The interaction between bacteriophages and integrins has been reported in different cancer cell lines, and efforts have been undertaken to understand these interactions in tumor cells along with their possible role in gene alterations, with the aim to develop new cancer therapies. Here, we report that the non-specific interaction of T4 and M13 bacteriophages with human PC-3 cells results in differential migration and varied expression of different integrins. PC-3 tumor cells (at 70% confluence) were exposed to 1 × 107 pfu/mL of either lytic T4 bacteriophage or filamentous M13 bacteriophage. After 24 h of exposure, cells were processed for a histochemical analysis, wound-healing migration assay, and gene expression profile using quantitative real-time PCR (qPCR). qPCR was performed to analyze the expression profiles of integrins ITGAV, ITGA5, ITGB1, ITGB3, and ITGB5. Our findings revealed that PC-3 cells interacted with T4 and M13 bacteriophages, with significant upregulation of ITGAV, ITGA5, ITGB3, ITGB5 genes after phage exposure. PC-3 cells also exhibited reduced migration activity when exposed to either T4 or M13 phages. These results suggest that wildtype bacteriophages interact non-specifically with PC-3 cells, thereby modulating the expression of integrin genes and affecting cell migration. Therefore, bacteriophages have future potential applications in anticancer therapies.

Development of pipette tip gap closure migration assay (s-ARU method) for studying semi-adherent cell lines.

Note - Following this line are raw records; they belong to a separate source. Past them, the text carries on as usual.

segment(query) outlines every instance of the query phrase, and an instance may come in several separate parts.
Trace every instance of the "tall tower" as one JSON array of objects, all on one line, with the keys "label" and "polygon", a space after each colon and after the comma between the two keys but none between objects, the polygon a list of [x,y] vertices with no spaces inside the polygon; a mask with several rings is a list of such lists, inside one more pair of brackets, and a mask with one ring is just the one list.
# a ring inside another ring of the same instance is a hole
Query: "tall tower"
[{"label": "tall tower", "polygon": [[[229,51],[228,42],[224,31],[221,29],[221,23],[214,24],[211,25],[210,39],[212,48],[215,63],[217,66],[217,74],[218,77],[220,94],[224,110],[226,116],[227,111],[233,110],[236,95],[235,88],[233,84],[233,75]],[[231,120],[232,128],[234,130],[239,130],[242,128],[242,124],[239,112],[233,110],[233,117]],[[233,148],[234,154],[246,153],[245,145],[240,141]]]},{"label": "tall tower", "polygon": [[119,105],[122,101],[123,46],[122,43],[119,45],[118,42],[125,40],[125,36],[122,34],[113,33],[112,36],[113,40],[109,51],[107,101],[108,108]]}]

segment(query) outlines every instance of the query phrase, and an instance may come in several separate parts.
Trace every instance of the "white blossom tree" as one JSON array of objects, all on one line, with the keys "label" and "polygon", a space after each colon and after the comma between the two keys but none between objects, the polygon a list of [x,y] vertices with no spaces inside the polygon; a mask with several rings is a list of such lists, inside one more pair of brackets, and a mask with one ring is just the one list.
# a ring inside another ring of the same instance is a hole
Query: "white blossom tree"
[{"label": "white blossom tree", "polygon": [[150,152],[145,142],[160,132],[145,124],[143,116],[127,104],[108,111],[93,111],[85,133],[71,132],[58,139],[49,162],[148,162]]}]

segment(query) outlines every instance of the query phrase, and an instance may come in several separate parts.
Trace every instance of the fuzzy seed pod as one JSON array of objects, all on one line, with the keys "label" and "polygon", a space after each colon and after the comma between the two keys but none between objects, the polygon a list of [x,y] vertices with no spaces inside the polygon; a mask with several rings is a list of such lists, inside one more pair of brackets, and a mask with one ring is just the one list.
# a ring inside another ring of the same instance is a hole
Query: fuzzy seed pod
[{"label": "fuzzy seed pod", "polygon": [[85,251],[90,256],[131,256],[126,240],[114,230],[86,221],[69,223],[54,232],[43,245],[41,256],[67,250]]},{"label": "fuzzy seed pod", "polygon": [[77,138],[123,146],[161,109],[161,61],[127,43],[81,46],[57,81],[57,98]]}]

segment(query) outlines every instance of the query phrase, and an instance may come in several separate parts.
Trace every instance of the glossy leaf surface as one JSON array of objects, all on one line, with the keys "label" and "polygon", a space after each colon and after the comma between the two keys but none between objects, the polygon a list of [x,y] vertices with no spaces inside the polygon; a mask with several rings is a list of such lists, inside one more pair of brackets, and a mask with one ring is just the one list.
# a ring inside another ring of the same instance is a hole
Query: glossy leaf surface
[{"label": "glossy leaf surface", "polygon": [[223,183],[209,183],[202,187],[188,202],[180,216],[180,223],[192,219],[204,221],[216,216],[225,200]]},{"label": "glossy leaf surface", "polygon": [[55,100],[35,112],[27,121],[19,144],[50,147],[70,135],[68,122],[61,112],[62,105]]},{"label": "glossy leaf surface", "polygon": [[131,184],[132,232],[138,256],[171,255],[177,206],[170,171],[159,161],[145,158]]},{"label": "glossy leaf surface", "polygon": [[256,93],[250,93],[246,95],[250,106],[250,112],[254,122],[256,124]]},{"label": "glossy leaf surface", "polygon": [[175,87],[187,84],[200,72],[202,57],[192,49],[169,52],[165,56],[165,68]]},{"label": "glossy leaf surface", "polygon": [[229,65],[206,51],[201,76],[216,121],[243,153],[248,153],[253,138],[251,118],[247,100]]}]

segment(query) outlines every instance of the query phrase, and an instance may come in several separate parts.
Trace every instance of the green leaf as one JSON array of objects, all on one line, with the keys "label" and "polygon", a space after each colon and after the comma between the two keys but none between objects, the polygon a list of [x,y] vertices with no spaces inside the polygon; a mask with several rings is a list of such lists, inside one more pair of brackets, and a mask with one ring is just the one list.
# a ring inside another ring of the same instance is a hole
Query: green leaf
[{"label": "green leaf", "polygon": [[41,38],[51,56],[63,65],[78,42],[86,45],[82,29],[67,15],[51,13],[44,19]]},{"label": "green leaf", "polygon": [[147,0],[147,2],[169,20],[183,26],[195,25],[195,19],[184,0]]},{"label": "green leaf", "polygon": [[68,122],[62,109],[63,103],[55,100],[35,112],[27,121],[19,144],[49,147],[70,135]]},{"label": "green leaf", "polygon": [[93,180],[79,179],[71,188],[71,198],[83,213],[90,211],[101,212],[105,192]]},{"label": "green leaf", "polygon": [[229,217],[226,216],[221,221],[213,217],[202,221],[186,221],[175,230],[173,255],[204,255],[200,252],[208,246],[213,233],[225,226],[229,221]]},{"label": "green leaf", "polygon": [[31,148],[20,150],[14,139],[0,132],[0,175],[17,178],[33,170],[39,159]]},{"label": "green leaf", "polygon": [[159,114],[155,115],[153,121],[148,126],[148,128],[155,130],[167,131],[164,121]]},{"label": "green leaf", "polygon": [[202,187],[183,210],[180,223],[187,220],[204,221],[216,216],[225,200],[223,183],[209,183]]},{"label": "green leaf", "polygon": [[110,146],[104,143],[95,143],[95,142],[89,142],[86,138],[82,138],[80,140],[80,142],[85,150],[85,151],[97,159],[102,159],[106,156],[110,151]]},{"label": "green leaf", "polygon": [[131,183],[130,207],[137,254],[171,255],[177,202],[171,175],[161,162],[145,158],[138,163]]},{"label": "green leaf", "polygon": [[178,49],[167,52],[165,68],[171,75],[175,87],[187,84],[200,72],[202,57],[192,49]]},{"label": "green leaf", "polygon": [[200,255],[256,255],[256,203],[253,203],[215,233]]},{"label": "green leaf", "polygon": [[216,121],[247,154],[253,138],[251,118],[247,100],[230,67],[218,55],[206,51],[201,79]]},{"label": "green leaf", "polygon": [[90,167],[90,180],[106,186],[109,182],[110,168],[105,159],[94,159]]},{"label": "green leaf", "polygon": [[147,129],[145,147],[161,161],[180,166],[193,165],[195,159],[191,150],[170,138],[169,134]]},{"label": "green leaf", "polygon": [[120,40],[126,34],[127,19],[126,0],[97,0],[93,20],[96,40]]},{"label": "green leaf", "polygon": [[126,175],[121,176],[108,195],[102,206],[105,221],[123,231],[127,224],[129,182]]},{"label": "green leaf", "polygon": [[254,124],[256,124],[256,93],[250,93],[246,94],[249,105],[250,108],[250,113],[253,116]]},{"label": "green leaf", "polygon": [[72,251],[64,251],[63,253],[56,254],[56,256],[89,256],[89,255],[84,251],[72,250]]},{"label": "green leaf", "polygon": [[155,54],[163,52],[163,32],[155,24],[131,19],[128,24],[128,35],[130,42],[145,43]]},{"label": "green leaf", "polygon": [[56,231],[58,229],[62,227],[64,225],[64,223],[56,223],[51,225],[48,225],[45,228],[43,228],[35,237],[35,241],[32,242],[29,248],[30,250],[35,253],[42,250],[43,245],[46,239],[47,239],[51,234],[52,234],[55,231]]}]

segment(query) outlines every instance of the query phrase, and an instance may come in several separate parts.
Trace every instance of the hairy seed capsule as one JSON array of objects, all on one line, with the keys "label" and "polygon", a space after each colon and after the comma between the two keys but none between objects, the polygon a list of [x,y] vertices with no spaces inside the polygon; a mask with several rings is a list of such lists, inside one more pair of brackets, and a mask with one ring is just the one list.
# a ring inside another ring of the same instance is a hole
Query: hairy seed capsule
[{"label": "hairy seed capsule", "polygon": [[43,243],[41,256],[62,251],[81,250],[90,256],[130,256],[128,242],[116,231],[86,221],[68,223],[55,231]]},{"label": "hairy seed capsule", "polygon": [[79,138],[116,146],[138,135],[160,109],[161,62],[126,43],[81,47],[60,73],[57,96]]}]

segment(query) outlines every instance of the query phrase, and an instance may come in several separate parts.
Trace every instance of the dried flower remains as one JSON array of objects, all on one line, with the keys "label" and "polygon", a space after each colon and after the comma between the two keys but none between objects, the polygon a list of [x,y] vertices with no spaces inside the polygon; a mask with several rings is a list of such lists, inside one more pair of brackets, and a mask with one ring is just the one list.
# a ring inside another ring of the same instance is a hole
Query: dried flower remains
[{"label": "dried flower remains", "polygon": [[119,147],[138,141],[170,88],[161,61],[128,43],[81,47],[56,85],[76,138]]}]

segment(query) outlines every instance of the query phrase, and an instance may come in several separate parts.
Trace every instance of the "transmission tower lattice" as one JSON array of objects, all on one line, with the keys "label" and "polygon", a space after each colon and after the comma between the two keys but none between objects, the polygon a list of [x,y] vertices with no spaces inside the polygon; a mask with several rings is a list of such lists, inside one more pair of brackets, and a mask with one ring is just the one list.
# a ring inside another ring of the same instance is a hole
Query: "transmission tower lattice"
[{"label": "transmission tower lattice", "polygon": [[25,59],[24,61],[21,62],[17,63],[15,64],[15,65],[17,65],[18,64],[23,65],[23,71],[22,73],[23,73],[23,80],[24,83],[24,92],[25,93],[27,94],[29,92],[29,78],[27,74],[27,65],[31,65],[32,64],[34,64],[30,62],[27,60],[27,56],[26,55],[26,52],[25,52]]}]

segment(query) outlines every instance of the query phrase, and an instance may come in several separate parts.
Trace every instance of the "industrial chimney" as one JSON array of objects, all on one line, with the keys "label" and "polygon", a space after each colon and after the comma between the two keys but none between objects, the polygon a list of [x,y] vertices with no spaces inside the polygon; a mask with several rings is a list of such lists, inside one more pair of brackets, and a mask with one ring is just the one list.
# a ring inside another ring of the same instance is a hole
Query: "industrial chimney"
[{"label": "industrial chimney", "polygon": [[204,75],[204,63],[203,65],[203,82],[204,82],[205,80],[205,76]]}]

This work presents a pipette tip gap closure migration assay prototype tool (semi-adherent relative upsurge-s-ARU-method) to study cell migration or wound healing in semi-adherent cell lines, such as lymph node carcinoma of the prostate (LNCaP). Basically, it consists of a 6-well cover plate modification, where pipette tips with the filter are shortened and fixed vertically to the inner surface of the cover plate, with their heights adjusted to touch the bottom of the well center. This provides a barrier for the inoculated cells to grow on, creating a cell-free gap. Such a uniform gap formed can be used to study migration assay for both adherent as well as semi-adherent cells. After performing time studies, effective measurement of gap area can be carried out conveniently through image analysis software. Here, the prototype was tested for LNCaP cells, treated with testosterone and flutamide as well as with bacteriophages T4 and M13. A scratch assay using PC3 adherent cells was also performed for comparison. It was observed that s-ARU method is suitable for studying LNCaP cells migration assay, as observed from our results with testosterone, flutamide, and bacteriophages (T4 and M13). Our method is a low-cost handmade prototype, which can be an alternative to the other migration assay protocol(s) for both adherent and semi-adherent cell cultures in oncological research along with other biological research applications.